Lusitania, the British New York-Liverpool liner was hit by German U-boat torpedo 1915. ca 1200 (of 2000) people died. As a false flag type operation this incident did not directly bring USA in to the war, certainly one major reason though. Apparently it was more or less known that the ship carried tons of war material, (probable reason for the speedy 18 min sinking) giving the Germans a good incentive to actually engage. In any case, as a strategic war effort it wasn't especially well handled risking 2000 lives on a civilian ship.
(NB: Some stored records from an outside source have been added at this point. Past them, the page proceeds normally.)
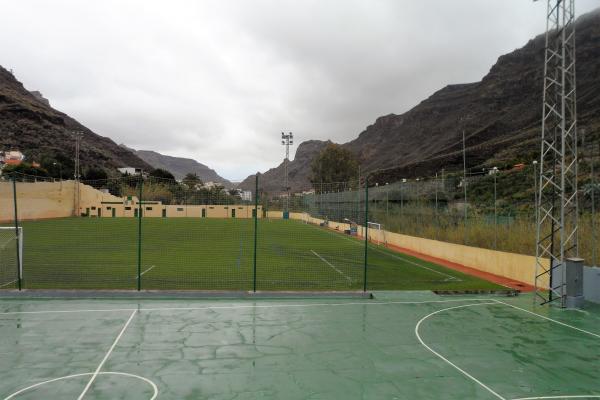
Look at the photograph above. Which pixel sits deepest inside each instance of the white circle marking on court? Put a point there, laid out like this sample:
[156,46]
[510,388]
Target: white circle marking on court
[148,381]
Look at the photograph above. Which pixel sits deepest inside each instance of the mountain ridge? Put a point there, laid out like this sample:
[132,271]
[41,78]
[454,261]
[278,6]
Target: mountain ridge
[28,123]
[500,114]
[179,166]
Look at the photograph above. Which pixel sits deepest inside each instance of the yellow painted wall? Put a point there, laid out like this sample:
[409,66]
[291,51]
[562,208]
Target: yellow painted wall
[517,267]
[41,200]
[509,265]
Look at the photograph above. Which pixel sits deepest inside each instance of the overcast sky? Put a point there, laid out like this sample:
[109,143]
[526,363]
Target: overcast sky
[218,81]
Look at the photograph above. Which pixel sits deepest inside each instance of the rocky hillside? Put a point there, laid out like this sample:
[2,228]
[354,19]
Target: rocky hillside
[501,117]
[180,166]
[272,181]
[30,124]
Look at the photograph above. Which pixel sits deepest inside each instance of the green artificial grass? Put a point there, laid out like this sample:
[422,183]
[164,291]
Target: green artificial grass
[218,254]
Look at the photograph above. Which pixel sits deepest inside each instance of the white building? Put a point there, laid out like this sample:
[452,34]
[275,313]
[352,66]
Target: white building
[246,195]
[130,170]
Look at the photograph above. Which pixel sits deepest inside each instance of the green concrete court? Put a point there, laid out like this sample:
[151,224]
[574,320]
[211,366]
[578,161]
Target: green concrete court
[400,345]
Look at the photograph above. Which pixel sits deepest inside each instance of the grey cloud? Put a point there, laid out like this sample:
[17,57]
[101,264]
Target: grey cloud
[218,80]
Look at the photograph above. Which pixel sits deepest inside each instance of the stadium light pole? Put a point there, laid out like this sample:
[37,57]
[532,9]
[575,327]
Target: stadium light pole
[465,182]
[495,172]
[387,202]
[287,140]
[78,135]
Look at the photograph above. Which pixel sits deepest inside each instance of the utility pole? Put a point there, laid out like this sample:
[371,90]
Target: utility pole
[77,135]
[287,140]
[465,183]
[557,220]
[495,172]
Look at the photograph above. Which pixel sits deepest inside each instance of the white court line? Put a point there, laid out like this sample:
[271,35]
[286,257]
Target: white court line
[591,396]
[396,256]
[147,270]
[380,303]
[549,319]
[87,387]
[418,265]
[62,378]
[498,302]
[6,284]
[332,266]
[462,371]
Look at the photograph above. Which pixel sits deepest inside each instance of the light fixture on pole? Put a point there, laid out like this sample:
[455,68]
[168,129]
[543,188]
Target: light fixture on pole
[287,140]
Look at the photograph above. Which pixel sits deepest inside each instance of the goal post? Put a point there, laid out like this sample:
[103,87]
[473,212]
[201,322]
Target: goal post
[11,256]
[376,233]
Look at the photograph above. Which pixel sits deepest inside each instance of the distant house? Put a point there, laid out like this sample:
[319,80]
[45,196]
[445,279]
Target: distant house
[130,170]
[12,157]
[246,195]
[210,185]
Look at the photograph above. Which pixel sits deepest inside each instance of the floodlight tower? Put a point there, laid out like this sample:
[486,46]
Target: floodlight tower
[557,223]
[77,135]
[287,139]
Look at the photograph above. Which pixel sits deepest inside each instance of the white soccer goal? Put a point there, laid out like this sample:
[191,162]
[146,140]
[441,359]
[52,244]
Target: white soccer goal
[376,233]
[9,257]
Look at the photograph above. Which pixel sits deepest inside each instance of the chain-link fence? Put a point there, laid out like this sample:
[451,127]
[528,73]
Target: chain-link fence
[148,233]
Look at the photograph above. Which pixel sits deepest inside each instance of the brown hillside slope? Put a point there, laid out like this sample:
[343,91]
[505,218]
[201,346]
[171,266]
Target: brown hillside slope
[31,125]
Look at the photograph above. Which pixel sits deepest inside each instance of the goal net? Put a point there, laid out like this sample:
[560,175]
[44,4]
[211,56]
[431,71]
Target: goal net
[11,256]
[376,233]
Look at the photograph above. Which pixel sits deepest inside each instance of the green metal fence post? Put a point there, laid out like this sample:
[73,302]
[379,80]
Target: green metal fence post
[17,231]
[255,229]
[140,192]
[366,232]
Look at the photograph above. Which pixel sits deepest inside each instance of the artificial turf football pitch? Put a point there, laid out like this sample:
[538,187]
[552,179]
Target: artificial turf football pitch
[217,254]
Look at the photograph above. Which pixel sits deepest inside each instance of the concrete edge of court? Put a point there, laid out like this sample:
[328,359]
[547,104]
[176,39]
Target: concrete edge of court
[177,294]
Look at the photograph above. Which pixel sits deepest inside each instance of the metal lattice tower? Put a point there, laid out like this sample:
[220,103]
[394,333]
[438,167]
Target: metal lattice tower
[77,136]
[287,140]
[557,201]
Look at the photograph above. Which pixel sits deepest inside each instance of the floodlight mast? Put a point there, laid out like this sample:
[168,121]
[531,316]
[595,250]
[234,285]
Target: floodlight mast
[77,135]
[557,224]
[287,140]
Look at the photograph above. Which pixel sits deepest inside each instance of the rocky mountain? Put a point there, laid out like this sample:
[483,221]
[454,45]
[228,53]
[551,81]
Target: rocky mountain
[500,115]
[272,181]
[179,166]
[28,123]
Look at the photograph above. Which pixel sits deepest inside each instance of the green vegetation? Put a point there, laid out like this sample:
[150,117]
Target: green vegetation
[217,254]
[334,164]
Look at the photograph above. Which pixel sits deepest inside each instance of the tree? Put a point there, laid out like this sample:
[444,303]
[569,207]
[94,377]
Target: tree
[162,174]
[334,164]
[191,180]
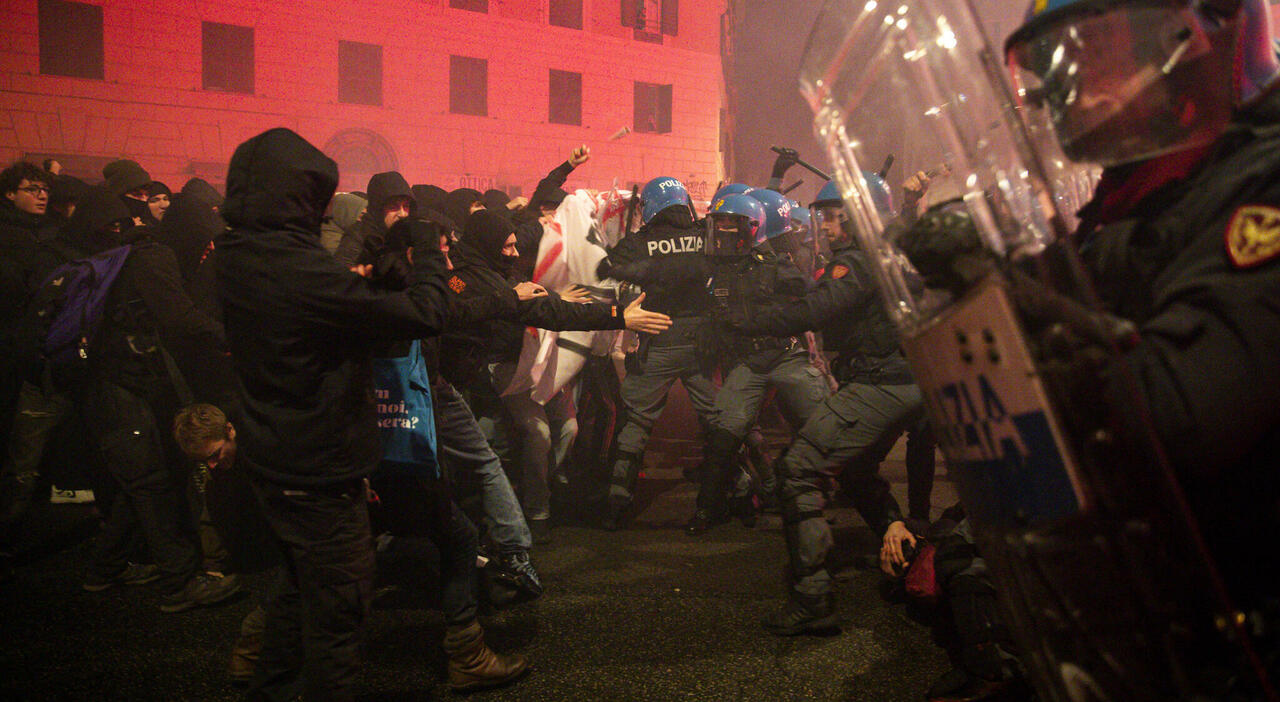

If the Germans knew of weapon freight, Sir Spencer Churchill and Woodrow Wilson knew (or others in compartmentalized chain of command).


Interestingly Churchill's orders was further extended for civilian marine captains;


”to immediately engage the enemy, either with their armament if they possess it, or by ramming if they do not" and he continued then: "Any master who surrenders his ship will be prosecuted" The World Crisis/The Lusitania, Colin Simpson 1972


Which made the life of Charles Fryatt both heroically celebrated for ramming a German U-boat, but with a harsh ending being captured and later executed by the Germans 1916.


Summing up, the directives above among others, more or less erased the line between war vessels and mercantile. If normal civilian ships were encouraged or indeed directly ordered to engage German U-boats and ships we can't say the Germans were not provoked and more or less forced to counteract. The German declaration of ”unlimited U-boat war” can't be said to be more or less devious than the ”Allied and Neutral's” tactics.